Müslüman olmayanların gömdükleri kıymetli maddeler, kenz-i câhilî
adını alır. Bu gibi definelerde haç, put, resim ve bunun gibi Müslümanlığa ait olmayan alâmetler bulunabilir. Özel mülkiyeti olmayan topraklarda bulunan bu çeşit defineler, %20 üzerinden zekâta tâbi olur.
Bunun dışında kalanlar, – emeğinin karşılığı olarak- bulana ait olur. Başkasının toprağında bulunan define,
-ganimete konu olacağından- %20 zekâtı verildikten sonra toprak sahibinin olur.
Müslümanlara veya gayri müslimlere ait olduğu konusunda hiçbir işaret
bulunmayan defineleri kenz-i müştebeh adını alırlar. Bunlar kenz-i câhilî
hükmüne tâbidir.
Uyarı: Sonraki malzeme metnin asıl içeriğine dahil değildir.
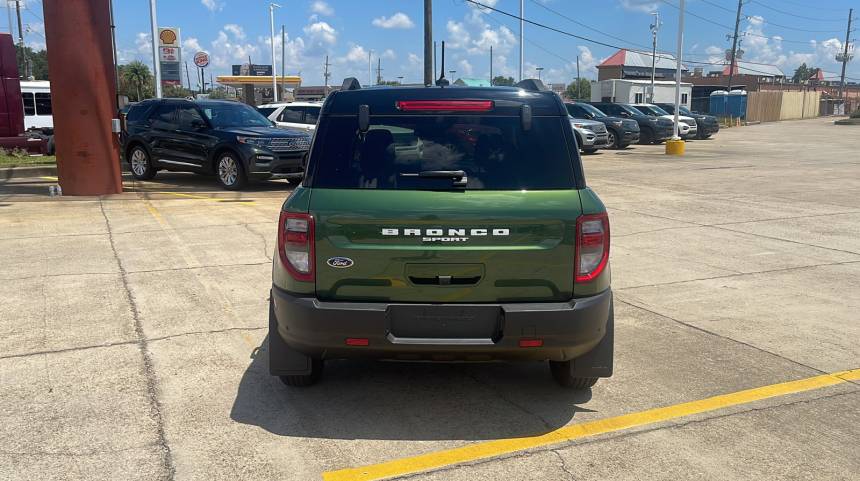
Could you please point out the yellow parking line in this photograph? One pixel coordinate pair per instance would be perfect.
(476, 451)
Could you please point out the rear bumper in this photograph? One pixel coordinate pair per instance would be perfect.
(319, 329)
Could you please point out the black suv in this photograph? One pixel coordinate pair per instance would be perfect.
(651, 130)
(622, 132)
(226, 138)
(708, 124)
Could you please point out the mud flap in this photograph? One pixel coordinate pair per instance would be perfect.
(283, 360)
(598, 361)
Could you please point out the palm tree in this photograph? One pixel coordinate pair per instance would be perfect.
(137, 73)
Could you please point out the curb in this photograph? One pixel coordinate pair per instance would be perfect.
(7, 173)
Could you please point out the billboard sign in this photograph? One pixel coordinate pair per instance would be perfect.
(201, 59)
(255, 70)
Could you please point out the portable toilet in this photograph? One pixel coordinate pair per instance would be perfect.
(719, 103)
(738, 103)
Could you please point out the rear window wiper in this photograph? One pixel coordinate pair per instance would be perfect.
(458, 176)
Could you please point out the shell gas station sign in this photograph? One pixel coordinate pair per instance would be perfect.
(170, 55)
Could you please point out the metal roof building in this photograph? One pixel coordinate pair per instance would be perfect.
(635, 64)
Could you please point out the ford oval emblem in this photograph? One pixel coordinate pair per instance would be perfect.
(339, 262)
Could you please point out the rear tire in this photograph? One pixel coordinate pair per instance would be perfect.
(561, 372)
(230, 171)
(141, 163)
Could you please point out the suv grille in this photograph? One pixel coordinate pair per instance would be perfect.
(289, 144)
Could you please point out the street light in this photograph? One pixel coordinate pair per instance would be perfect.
(272, 7)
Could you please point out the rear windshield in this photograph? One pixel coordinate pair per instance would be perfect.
(494, 153)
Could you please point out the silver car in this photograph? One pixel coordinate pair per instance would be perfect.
(590, 135)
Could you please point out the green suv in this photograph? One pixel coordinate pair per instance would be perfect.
(447, 224)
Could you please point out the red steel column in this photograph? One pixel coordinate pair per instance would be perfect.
(83, 93)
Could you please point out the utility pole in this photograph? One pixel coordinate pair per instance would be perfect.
(734, 47)
(845, 58)
(326, 74)
(378, 71)
(678, 70)
(654, 28)
(272, 7)
(283, 52)
(491, 65)
(428, 40)
(522, 39)
(23, 71)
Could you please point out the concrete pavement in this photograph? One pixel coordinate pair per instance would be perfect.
(132, 333)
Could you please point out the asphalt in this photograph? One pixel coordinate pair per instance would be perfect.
(133, 326)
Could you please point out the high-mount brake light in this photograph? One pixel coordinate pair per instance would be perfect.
(592, 246)
(296, 245)
(444, 105)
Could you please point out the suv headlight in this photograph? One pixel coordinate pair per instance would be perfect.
(255, 141)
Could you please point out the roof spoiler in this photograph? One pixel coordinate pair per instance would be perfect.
(532, 85)
(351, 83)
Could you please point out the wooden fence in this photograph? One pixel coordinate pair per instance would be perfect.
(770, 106)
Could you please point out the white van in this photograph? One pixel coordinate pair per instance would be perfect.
(36, 95)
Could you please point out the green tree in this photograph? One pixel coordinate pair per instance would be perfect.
(136, 77)
(801, 74)
(584, 91)
(37, 62)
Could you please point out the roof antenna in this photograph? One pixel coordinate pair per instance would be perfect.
(442, 82)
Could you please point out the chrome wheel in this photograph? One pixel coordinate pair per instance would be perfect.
(228, 170)
(139, 162)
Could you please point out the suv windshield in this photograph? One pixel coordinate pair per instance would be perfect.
(432, 153)
(223, 115)
(578, 110)
(651, 110)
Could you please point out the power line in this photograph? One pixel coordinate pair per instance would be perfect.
(783, 12)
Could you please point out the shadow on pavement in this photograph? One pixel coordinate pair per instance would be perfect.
(360, 399)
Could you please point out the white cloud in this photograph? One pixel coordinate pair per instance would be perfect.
(191, 45)
(321, 36)
(398, 20)
(464, 68)
(236, 30)
(645, 6)
(322, 8)
(212, 5)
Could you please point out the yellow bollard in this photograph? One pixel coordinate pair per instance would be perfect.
(674, 147)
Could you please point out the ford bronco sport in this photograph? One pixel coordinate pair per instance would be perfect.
(443, 223)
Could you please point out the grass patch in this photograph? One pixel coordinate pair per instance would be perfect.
(18, 158)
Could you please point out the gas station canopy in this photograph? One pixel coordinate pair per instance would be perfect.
(290, 81)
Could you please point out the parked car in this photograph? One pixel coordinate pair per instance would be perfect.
(295, 115)
(687, 126)
(590, 135)
(620, 132)
(484, 244)
(708, 124)
(229, 139)
(652, 130)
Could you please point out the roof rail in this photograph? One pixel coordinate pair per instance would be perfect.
(351, 83)
(531, 84)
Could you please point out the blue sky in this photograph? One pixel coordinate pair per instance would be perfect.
(781, 32)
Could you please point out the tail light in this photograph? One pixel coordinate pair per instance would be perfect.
(296, 245)
(592, 246)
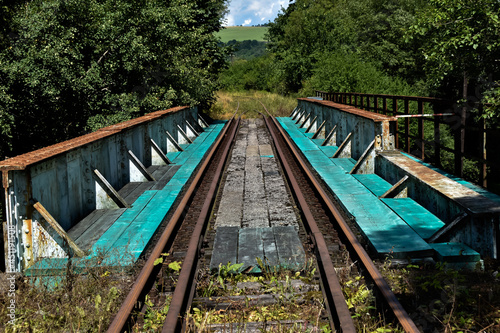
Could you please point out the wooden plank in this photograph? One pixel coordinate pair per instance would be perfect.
(76, 231)
(152, 169)
(128, 188)
(101, 225)
(225, 247)
(290, 251)
(57, 227)
(163, 181)
(250, 248)
(138, 191)
(376, 184)
(418, 218)
(159, 170)
(455, 252)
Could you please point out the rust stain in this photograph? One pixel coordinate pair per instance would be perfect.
(22, 161)
(351, 109)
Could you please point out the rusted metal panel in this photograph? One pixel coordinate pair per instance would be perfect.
(363, 125)
(61, 178)
(446, 199)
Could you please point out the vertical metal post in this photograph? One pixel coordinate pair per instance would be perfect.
(421, 130)
(437, 141)
(483, 171)
(407, 125)
(460, 134)
(395, 113)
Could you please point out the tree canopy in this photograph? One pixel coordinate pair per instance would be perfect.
(70, 66)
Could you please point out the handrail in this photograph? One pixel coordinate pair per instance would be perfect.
(427, 147)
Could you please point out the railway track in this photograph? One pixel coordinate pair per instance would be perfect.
(188, 241)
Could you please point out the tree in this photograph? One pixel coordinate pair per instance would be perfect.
(460, 42)
(79, 65)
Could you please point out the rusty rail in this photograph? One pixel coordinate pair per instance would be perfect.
(385, 290)
(423, 145)
(167, 237)
(184, 290)
(332, 289)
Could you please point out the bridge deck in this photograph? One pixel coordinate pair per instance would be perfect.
(255, 218)
(118, 237)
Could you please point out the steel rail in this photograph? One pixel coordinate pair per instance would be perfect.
(398, 310)
(166, 237)
(184, 289)
(332, 288)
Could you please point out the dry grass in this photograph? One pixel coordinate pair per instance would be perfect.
(248, 104)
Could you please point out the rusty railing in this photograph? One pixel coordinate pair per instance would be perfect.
(445, 145)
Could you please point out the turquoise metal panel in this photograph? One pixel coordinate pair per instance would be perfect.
(418, 218)
(376, 184)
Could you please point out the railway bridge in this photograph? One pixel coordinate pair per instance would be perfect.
(104, 198)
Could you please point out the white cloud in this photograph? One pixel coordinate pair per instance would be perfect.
(264, 10)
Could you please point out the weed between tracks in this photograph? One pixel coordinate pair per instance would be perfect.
(76, 302)
(441, 299)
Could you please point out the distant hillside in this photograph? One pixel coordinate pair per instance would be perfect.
(247, 49)
(242, 33)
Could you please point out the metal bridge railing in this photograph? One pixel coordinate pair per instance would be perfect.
(431, 129)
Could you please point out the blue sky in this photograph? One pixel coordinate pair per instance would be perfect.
(253, 12)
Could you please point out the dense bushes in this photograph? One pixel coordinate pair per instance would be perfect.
(71, 66)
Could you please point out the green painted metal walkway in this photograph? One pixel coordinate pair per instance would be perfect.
(127, 238)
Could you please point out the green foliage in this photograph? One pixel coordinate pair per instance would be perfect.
(242, 33)
(247, 49)
(344, 72)
(459, 36)
(75, 66)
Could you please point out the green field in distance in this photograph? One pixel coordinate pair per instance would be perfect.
(242, 33)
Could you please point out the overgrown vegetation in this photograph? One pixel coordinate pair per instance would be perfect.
(229, 101)
(440, 298)
(69, 67)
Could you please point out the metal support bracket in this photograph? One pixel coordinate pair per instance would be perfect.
(106, 195)
(345, 148)
(295, 113)
(196, 125)
(398, 190)
(157, 155)
(301, 114)
(306, 120)
(53, 223)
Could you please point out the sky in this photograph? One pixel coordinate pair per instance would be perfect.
(253, 12)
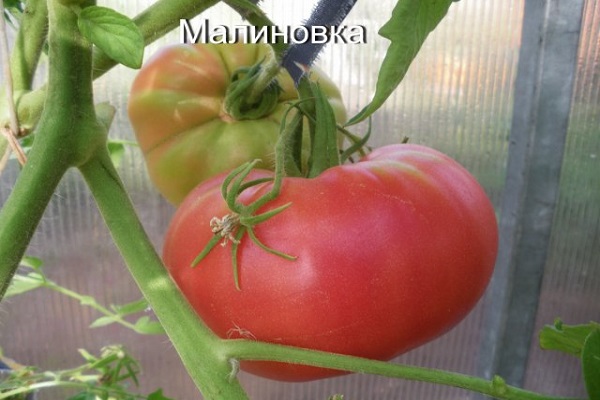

Bu definelerden elde edilen gelirin harcama yeri, fey ve
ganimet gibidir.
2. Zirâî Ürünler
Zirâî ürünler, zekâta tâbidir. Elde edilen ürünün zekâtına 1/10 (onda bir)
anlamında “öşür” denir. Bu sebeple öşürü, toprak sahibinin değil, toprağı
icarla bizzat işleyenin ödemesi gerekir.
Hasat yapılmadan satılan ürünün öşrünü ödemek müşteriye, fakat ürün yetişmişse satana aittir.
Ebû Hanîfe dışındaki çoğunluk fakihlere göre diğer zekât konularında olduğu gibi, öşürde de nisaba ulaşmak şarttır.
Bu nisap, hadislerde beş vesk olarak belirtilir.
5 vesk’in günümüzdeki karşılığı, ürünün hacmine ve özgül ağırlığına göre 653-1000 kg. arasındadır.
Nisap hesabında çiftçi ailenin senelik ürün ihtiyacıyla ürünün yetişmesi için yapılan masraflar, hesap dışı bırakılır ve kalanı üzerinden zekât hesap edilir.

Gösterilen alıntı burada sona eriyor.